The weather was sunny with blue skies and some cumulus but there was a strong wind blowing over the hill from the east which meant that anyone working outside was quickly chilled. Using radios from inside the cars was the obvious alternative. Fortunately, Ken G0ITI brought along his camera so we have some pictures of the evening.
Martin M0GQB and Anthony G0WFG

Martin M0GQB watched by Anthony G0WFG and John G7ELX as he sets up his FT-991.










Kai M3VCU and Richard 2E0MTW

Kai M3VCU (at the wheel) and Richard 2E0MTW shelter in their vehicle as they monitor the 20m band. Kai and Richard included Slovenia and Spain in their QSOs







Eric M0JCK



Eric M0JCK - again, sheltering from the wind - uses 2m











Cars and aerials

Kai M3VCU and Richard 2E0MWT in the red Land Rover are using a roof-mounted Screwdriver-type antenna, Martin M0GQB behind the white Golf is using a pole-mounted 6m inverted vee dipole








Martin M0GQB

Martin M0GQB secures the power connectors to the battery before retreating from the wind inside the car. The UKAC 6m Contest started shortly after this picture was taken and Martin gave points to 8 different contestants - and submitted a checklog!







Our next event was the Practical Wireless 144MHz Contest on 12th June. We set up a station in the car park of Mount Tabor Methodist Church. The weather was cloudy and damp with occasional showers.The 144MHz Contest station

The station was a Yaesu FT-817 feeding a 7-element ZL-Special on a 4m pole.

Conditions were not good - signals were few and suffered fading, sometimes in the middle of a QSO - and we struggled to make as many QSOs as we did last year. We now have to wait for the results to be published - probably around the end of October - to see how we did. However, if we're going to enter again next year, we need to carefully re-assess such things as the location and aerial. Thanks to all those who turned out to help and to give moral support: Ken G0ITI, Stuart G6NTI, Richard 2E0MWT and his son Fergus, John M0JPA and Colin 2E0HQJ.

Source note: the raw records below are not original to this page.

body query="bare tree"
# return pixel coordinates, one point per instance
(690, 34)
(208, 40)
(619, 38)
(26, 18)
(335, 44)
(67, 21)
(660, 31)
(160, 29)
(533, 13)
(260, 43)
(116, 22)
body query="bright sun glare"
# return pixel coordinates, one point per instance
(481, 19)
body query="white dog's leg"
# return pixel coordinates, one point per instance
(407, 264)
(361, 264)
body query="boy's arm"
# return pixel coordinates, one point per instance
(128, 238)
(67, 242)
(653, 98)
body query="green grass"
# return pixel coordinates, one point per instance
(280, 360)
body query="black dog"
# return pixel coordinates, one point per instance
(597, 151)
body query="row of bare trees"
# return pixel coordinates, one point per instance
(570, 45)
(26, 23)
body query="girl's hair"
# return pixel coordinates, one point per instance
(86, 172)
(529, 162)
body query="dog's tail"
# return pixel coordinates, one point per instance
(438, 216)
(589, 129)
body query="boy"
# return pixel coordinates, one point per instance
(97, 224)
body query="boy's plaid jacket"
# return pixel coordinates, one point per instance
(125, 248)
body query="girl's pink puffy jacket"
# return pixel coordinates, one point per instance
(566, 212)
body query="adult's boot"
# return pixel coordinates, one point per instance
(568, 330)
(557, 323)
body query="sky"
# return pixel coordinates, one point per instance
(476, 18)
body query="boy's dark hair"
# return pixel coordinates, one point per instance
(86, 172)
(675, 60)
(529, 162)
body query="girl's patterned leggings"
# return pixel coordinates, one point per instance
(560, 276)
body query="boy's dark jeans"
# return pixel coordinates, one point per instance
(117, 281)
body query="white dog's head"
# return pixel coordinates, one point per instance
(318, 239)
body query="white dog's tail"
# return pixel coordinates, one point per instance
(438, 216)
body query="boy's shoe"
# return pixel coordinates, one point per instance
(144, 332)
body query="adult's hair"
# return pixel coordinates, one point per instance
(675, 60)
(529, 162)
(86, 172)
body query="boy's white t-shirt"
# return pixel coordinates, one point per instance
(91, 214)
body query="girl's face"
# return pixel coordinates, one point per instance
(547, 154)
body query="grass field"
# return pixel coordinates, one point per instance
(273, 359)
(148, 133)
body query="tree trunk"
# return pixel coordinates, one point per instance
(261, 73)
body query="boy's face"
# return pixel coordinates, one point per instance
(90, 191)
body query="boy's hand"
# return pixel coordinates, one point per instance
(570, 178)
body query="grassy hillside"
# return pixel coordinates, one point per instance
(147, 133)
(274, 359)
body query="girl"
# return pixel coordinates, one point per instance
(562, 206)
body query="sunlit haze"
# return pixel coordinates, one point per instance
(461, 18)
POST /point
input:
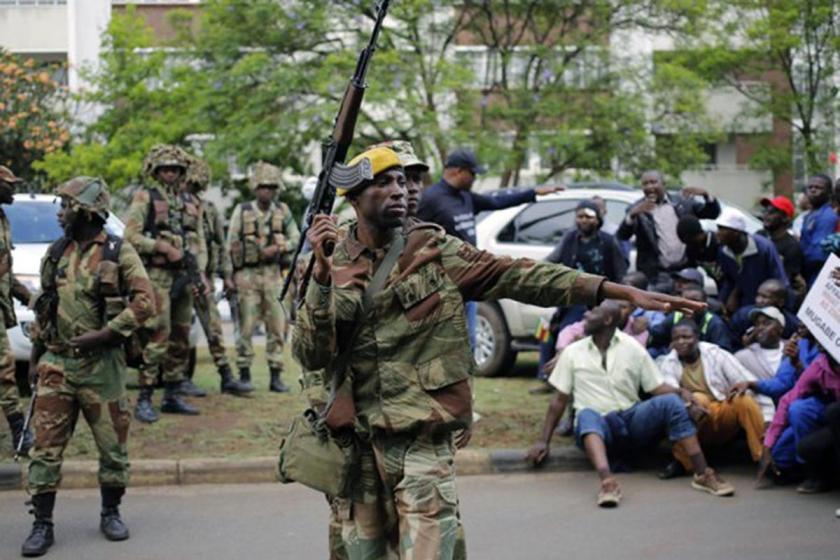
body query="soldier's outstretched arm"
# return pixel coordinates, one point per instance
(314, 339)
(482, 275)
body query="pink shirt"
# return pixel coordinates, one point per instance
(818, 379)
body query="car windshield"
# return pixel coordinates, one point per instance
(36, 221)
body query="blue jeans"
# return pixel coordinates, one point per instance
(804, 416)
(471, 308)
(642, 425)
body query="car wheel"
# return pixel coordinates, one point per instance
(492, 352)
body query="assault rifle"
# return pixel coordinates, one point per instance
(335, 150)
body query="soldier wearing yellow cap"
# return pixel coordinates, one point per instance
(261, 237)
(10, 288)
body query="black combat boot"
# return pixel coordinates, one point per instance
(110, 523)
(231, 385)
(16, 422)
(245, 378)
(189, 389)
(41, 537)
(276, 384)
(144, 411)
(173, 403)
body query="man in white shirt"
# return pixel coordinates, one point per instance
(604, 373)
(764, 345)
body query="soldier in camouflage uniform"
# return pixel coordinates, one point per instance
(156, 224)
(410, 366)
(9, 288)
(95, 294)
(261, 236)
(214, 261)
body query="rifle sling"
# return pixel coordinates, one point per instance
(339, 367)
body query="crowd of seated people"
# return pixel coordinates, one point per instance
(745, 368)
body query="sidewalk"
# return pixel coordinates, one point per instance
(161, 472)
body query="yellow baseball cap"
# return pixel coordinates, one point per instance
(381, 159)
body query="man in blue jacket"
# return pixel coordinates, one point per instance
(745, 261)
(451, 204)
(820, 222)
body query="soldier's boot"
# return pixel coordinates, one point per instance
(110, 522)
(16, 422)
(245, 378)
(276, 384)
(41, 537)
(173, 403)
(190, 389)
(231, 385)
(144, 411)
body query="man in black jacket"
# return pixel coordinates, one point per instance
(653, 220)
(588, 249)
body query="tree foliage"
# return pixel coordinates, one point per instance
(32, 121)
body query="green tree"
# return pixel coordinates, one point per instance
(32, 120)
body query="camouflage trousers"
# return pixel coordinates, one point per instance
(168, 352)
(404, 504)
(217, 346)
(94, 386)
(258, 289)
(9, 397)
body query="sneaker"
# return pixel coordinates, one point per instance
(813, 486)
(711, 482)
(610, 494)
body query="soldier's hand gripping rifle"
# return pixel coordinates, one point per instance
(335, 150)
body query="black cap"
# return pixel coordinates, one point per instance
(463, 157)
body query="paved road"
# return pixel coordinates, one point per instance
(534, 517)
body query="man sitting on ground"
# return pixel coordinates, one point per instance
(709, 373)
(713, 329)
(604, 374)
(763, 346)
(771, 293)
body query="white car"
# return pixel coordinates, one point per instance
(34, 223)
(532, 230)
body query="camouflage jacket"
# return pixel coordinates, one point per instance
(163, 216)
(251, 230)
(410, 366)
(10, 287)
(218, 259)
(92, 291)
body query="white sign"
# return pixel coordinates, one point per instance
(820, 311)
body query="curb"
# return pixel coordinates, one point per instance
(165, 472)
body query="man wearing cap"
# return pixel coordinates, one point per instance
(261, 236)
(771, 293)
(156, 224)
(10, 288)
(653, 220)
(407, 383)
(778, 213)
(708, 373)
(763, 355)
(711, 328)
(589, 249)
(745, 260)
(820, 222)
(451, 204)
(95, 294)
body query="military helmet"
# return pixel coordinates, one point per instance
(263, 173)
(162, 155)
(87, 193)
(198, 172)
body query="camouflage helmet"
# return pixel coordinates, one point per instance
(198, 172)
(162, 155)
(87, 193)
(263, 173)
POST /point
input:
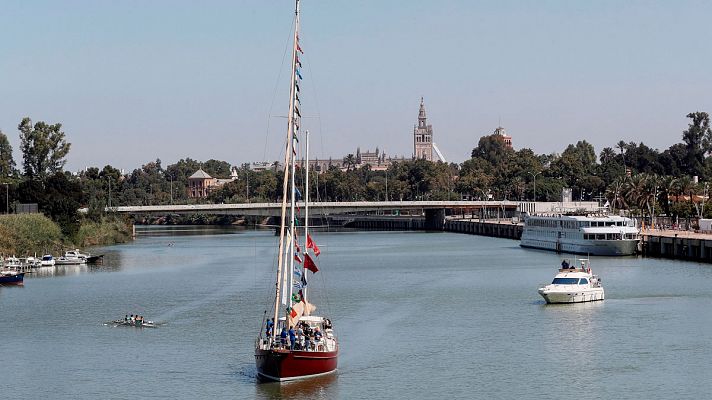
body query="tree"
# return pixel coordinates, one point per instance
(43, 148)
(698, 141)
(7, 163)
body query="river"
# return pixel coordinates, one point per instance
(418, 315)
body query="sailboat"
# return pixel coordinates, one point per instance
(296, 343)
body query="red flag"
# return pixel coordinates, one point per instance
(309, 264)
(313, 246)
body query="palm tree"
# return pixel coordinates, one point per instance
(615, 193)
(622, 145)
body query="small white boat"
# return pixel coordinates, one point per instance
(64, 260)
(12, 263)
(47, 261)
(573, 285)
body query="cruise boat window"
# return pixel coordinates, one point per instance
(565, 281)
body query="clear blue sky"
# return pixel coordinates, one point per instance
(132, 81)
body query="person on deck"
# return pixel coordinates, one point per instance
(283, 336)
(317, 336)
(270, 326)
(307, 339)
(292, 338)
(300, 337)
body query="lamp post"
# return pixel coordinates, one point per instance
(7, 198)
(534, 178)
(386, 184)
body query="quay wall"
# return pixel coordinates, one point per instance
(502, 229)
(679, 246)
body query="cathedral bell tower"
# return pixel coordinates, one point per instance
(423, 136)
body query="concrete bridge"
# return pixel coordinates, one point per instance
(317, 208)
(433, 211)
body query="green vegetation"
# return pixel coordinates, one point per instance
(630, 176)
(28, 233)
(107, 231)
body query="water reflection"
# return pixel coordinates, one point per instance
(111, 263)
(182, 230)
(320, 387)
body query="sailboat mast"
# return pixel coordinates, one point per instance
(287, 157)
(306, 217)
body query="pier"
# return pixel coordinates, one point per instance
(679, 245)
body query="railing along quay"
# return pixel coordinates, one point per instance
(678, 245)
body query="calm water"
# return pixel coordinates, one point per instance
(419, 315)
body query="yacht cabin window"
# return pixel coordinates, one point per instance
(565, 281)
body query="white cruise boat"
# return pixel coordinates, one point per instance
(573, 285)
(594, 234)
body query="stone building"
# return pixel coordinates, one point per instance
(507, 139)
(201, 183)
(423, 136)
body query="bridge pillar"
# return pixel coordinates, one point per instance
(435, 219)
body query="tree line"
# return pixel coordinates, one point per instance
(629, 176)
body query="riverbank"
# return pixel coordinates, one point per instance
(22, 234)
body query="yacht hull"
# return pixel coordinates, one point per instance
(284, 365)
(572, 296)
(13, 279)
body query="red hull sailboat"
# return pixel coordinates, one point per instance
(296, 344)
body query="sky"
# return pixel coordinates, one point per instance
(133, 81)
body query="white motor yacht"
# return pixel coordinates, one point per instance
(47, 261)
(573, 285)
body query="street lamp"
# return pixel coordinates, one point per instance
(7, 198)
(534, 178)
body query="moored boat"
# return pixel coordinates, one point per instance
(306, 345)
(47, 261)
(11, 277)
(573, 285)
(592, 234)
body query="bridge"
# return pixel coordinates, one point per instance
(317, 208)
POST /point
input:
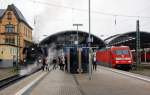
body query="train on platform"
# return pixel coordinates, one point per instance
(119, 57)
(32, 59)
(76, 57)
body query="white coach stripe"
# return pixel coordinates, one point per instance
(29, 85)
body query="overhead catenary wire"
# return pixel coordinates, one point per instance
(86, 10)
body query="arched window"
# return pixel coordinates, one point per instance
(9, 15)
(10, 28)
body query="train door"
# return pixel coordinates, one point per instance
(73, 60)
(85, 59)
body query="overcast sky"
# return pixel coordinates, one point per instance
(53, 16)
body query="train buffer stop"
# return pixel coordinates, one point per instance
(104, 81)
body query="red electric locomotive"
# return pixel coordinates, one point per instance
(119, 57)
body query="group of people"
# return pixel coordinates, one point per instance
(57, 61)
(60, 61)
(45, 65)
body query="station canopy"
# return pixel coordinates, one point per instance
(69, 37)
(129, 39)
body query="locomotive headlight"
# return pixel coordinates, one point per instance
(129, 61)
(117, 61)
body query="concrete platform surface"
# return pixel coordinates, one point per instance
(13, 89)
(104, 82)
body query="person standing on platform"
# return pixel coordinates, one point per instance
(54, 63)
(94, 62)
(44, 63)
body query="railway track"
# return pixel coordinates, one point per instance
(9, 81)
(13, 79)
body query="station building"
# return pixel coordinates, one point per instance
(15, 34)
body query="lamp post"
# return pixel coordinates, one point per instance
(77, 43)
(89, 42)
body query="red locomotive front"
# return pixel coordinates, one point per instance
(116, 56)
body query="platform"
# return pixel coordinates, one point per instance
(104, 82)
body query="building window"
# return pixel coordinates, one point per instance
(10, 40)
(9, 16)
(10, 28)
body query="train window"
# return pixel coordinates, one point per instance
(119, 52)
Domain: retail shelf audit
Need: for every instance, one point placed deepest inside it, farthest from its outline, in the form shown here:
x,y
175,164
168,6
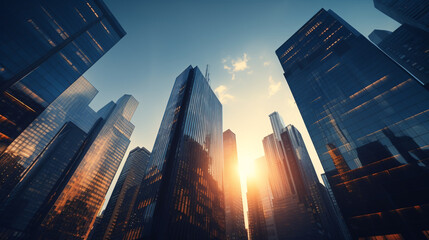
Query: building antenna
x,y
207,74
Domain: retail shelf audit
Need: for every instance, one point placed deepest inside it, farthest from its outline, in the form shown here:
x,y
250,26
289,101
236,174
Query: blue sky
x,y
236,38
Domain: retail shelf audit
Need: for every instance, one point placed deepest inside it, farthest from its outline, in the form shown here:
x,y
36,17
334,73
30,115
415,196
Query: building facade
x,y
70,106
407,45
183,189
74,209
234,216
255,214
367,118
45,46
411,12
68,142
266,196
119,209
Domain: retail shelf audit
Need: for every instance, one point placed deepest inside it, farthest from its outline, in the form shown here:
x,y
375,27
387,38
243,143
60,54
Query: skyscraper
x,y
119,209
407,45
46,46
234,216
368,120
302,212
70,106
411,12
183,189
83,155
257,224
266,196
76,207
378,35
274,157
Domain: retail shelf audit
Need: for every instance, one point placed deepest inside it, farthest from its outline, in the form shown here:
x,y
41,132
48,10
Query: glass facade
x,y
27,202
118,211
71,105
266,197
408,45
277,177
368,119
74,210
255,214
182,194
45,46
234,217
414,13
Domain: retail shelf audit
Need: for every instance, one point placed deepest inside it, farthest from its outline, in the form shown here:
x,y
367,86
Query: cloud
x,y
222,94
274,87
237,65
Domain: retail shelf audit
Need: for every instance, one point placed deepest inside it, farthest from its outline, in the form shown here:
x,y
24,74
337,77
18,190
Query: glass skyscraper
x,y
407,45
266,196
182,193
255,214
71,105
368,119
304,210
45,46
410,12
119,209
67,139
234,216
75,208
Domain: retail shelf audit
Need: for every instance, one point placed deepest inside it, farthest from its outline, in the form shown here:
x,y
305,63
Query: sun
x,y
247,169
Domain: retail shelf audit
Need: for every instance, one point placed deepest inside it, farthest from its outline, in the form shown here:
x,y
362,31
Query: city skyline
x,y
240,120
249,56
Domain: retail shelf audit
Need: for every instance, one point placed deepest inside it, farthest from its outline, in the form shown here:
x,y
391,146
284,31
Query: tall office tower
x,y
302,213
234,217
255,215
407,45
368,120
266,197
378,35
76,206
118,211
45,46
277,177
183,189
411,12
71,105
53,173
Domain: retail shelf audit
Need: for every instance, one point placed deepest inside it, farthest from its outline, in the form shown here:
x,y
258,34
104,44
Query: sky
x,y
237,39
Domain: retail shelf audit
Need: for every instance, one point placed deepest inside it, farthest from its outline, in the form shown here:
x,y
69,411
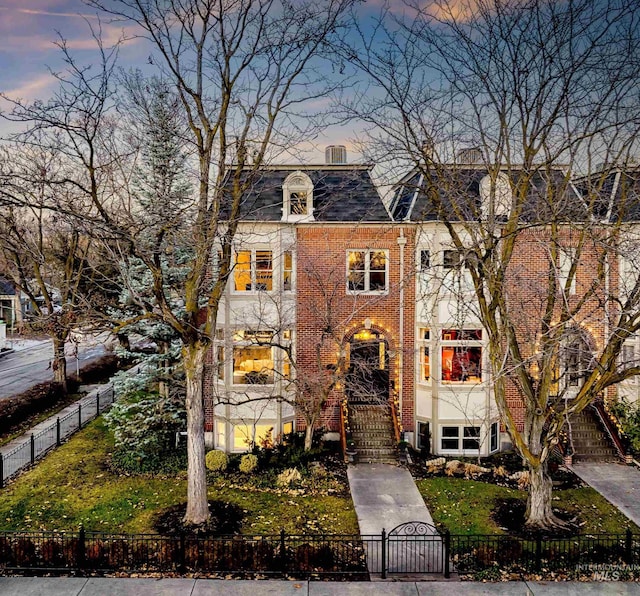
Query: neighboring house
x,y
328,279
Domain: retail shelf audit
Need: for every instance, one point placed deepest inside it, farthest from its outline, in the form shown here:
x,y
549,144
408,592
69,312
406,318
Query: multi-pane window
x,y
493,437
253,271
253,363
424,436
450,438
425,261
461,355
424,347
246,436
367,270
298,204
219,354
287,271
566,257
460,438
297,196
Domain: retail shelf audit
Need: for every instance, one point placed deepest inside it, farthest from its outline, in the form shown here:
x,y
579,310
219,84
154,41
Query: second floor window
x,y
367,271
253,271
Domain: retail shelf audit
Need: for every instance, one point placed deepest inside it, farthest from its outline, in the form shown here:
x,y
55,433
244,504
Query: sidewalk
x,y
385,497
69,586
618,483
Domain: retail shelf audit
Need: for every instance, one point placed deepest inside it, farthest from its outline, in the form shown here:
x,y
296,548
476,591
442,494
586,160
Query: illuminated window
x,y
297,191
493,438
424,349
253,271
245,436
287,271
566,258
460,438
220,363
287,427
221,434
461,355
367,271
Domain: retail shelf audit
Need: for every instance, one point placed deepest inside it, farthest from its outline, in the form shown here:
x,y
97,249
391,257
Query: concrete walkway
x,y
67,586
384,497
618,483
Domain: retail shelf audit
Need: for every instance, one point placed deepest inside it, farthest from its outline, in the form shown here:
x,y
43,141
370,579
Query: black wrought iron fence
x,y
471,554
96,552
351,557
39,444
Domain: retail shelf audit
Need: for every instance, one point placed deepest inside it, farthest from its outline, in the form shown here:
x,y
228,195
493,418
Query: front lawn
x,y
466,506
74,485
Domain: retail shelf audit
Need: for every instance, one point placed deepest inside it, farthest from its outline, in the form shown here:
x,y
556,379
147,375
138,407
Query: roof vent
x,y
335,154
470,155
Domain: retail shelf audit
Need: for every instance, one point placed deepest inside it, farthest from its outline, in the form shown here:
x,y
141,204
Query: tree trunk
x,y
59,363
539,514
308,437
164,369
197,504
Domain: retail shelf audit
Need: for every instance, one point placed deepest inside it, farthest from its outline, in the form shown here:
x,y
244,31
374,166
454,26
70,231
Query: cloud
x,y
49,13
33,88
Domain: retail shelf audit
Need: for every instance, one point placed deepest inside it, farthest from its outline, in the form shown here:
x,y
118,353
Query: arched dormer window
x,y
297,199
496,196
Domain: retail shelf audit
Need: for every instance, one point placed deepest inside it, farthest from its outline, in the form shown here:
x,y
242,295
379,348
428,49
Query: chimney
x,y
335,154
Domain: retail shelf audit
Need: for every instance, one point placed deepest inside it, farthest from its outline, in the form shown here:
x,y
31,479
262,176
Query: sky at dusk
x,y
29,30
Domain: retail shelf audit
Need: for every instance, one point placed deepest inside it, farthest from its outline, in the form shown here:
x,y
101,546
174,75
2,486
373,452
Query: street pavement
x,y
68,586
29,363
618,483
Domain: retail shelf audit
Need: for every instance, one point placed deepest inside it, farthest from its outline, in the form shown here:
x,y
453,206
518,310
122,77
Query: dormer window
x,y
297,198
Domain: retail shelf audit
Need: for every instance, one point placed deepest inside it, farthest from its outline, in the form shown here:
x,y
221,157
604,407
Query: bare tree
x,y
544,91
242,71
48,259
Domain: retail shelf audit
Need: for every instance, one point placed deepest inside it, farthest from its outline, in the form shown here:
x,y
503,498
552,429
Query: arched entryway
x,y
367,379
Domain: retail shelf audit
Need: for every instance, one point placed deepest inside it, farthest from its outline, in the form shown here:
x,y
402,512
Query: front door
x,y
368,375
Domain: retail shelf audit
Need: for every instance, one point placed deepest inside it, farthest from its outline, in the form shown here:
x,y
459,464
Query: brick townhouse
x,y
329,275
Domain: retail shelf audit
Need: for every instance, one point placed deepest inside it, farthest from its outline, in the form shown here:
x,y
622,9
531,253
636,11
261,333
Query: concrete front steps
x,y
590,442
372,431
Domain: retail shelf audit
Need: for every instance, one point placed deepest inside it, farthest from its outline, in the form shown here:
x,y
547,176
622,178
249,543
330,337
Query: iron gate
x,y
415,548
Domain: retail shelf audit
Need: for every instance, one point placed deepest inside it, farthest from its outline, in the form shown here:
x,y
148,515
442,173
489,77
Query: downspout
x,y
402,242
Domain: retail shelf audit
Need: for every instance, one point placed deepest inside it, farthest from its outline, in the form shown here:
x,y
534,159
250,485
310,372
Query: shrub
x,y
288,477
248,463
217,461
144,425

The following event was our second /P evening on 21st June when we went to Roils Head playing fields. At least, that was our intention but since our last visit there in August 2015, a gate has been erected across the access track. We were forced to set up in the car parking area just off the public road.

The weather was good, fairly cloudy but the sun shone through occasionally and there was little wind. About ten of us turned up although we only had three HF rigs between us. Using 80m, we were able to give one of our Foundation students the HF QSO required for the Foundation Practical Assessment. The background noise at Roils Head playing fields was only about S3 and signals were very strong. On 20m, we were able to hear Russian, Continental, American and Japanese stations at good volume.
Colin 2E0HQJ

Colin 2E0HQJ used a 10m vertical with a 9:1 Unun at the bottom. He was using a Yaesu FT-897 although we don't know what he worked.














Martin M0GQB and his 40m doublet

Martin M0GQB used a 40m inverted-vee doublet on a Spiderbeam pole about 4m tall connected to an ATU and his FT-991. He was able to work PY5QW (Brazil) on 17m despite using only 80W and on 40m he worked 4Z5LA near Tel Aviv although he used 90W for this QSO.
(The horizontal wire is actually a telephone wire some 10m behind and nothing to do with the aerial)












Our latest event of 2016 was on 10th May when we participated in Churches On The Air with a station Blackshaw Head Methodist Chapel in the Pennine hills above Hebden Bridge. Using the call sign GB0BHM, we made 56 QSOs in the United Kingdom, Ireland, Holland and Belgium plus 3 others using personal call signs after we closed the special event station. Of the 56, 17 were other churches taking part in ChOTA.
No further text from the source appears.